Does the recent draft bill for libel reform go far enough to change the status quo?

Too much expectation can sometimes be a bad thing. Take libel reform. Given that campaigners have for years sought substantive changes to defamation laws, the emergence last week of a draft bill delivering reform should have been a good thing. Instead, the reforms have managed the neat track of leaving many practising lawyers grumbling that it merely codifies current case law (a debatable point) while supporters of the status quo have howled with indignation.

Yet some of the claims of the bill's insignificance are surely overdone. Key provisions include introducing a substantial harm test as a pre-condition for libel claims, which proponents argue will weed out weaker actions at an early stage and prevent aggressive claimants from abusing the system.

The bill also contains a single publication rule, a reform for the internet age that would only allow claimants to pursue the first publication of a defamatory statement. There is also a provision to limit so-called libel tourism, the rare but highly controversial practice of foreigners bringing libel claims with dubious connections to these shores. The bill also looks set to abolish jury trials for libel unless specifically allowed by a judge.

Taken as a whole, it represents a pretty substantial package of measures. Indeed, Reynolds Porter Chamberlain's (RPC's) veteran defamation partner David Hooper welcomed the "radical changes" in the bill as an attempt to redress the balance towards free speech.

Hooper's colleague at RPC, Keith Mathieson, adds: "As someone who acts exclusively for media defendants I'm fairly happy on their behalf, in particular about the proposed abolition of juries, which will provide greater certainty, and the substantial harm provision. It seems right to me to bring defamation in line with other torts where it's necessary to prove that harm has been suffered."

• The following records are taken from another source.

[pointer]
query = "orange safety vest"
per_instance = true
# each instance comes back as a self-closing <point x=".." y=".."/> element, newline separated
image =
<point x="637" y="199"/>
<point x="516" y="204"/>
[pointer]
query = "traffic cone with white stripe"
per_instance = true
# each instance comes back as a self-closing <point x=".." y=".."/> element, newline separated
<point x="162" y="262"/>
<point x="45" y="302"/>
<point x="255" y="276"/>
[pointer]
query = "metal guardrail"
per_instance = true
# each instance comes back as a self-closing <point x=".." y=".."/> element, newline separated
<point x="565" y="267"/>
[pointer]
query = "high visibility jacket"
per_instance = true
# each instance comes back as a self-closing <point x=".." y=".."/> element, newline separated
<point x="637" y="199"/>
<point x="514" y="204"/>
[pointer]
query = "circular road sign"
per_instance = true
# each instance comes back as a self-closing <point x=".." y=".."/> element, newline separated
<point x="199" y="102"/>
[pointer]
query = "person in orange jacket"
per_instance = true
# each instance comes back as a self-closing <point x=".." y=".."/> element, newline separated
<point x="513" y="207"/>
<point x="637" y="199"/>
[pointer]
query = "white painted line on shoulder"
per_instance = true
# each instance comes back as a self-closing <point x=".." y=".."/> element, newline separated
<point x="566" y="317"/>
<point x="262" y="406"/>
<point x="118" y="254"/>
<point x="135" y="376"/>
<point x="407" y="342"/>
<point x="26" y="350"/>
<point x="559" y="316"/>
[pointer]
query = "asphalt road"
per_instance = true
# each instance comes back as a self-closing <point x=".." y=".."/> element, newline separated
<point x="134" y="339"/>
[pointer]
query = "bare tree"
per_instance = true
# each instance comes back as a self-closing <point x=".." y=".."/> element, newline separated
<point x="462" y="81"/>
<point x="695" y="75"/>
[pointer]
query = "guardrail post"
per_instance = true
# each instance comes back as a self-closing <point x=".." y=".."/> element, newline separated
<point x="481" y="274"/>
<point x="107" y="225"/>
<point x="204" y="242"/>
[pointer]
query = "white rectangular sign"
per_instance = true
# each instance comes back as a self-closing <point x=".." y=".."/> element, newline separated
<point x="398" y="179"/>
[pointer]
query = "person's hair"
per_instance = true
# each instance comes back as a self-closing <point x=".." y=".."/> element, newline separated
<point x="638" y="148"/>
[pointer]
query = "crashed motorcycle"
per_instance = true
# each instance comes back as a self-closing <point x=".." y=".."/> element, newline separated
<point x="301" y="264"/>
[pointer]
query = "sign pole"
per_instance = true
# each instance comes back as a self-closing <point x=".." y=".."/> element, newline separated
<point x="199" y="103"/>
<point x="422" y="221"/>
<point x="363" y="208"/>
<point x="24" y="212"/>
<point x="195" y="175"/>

But it is not as simple as that. As has been noted, the challenge of libel reform is how to manage the inherent imbalances that the law seeks to address: extreme cases cited as pros or cons in the context of libel usually involve powerful media companies defaming individuals of limited means or rich claimants using their resources to put pressure on small publishers, bloggers or individual writers.

Finding a way of preventing excesses in both regards is notoriously difficult, and many argue this bill will have only limited success in this regard, though a clearer public interest/free speech test than the draft lays out would be one possible means and would probably remove the need for the call from campaigners to block corporations from being able to pursue libel claims.

Many also argue that the real issue with libel is not the law itself but that in practice it has become too expensive to pursue in the UK, which reduces access to justice and allows rich claimants to tactically use costs as a weapon. It could be that planned reforms to the civil litigation funding in the wake of last year's Jackson review will have as much impact as this bill.

After all, costs issues have already dictated the development of libel, as less generous awards in recent years have led to a widespread decline in the level of defamation work. Many practitioners are focusing on other more fruitful areas, like the emerging field of privacy law. As Farrer & Co's Richard Shillito comments: "I don't think it is too easy to bring a libel case, but it is inordinately expensive and that has serious consequences, both for individuals and smaller publishers. This bill alone won't cure the problem – it's the procedure, including the costs regime, that also needs to change."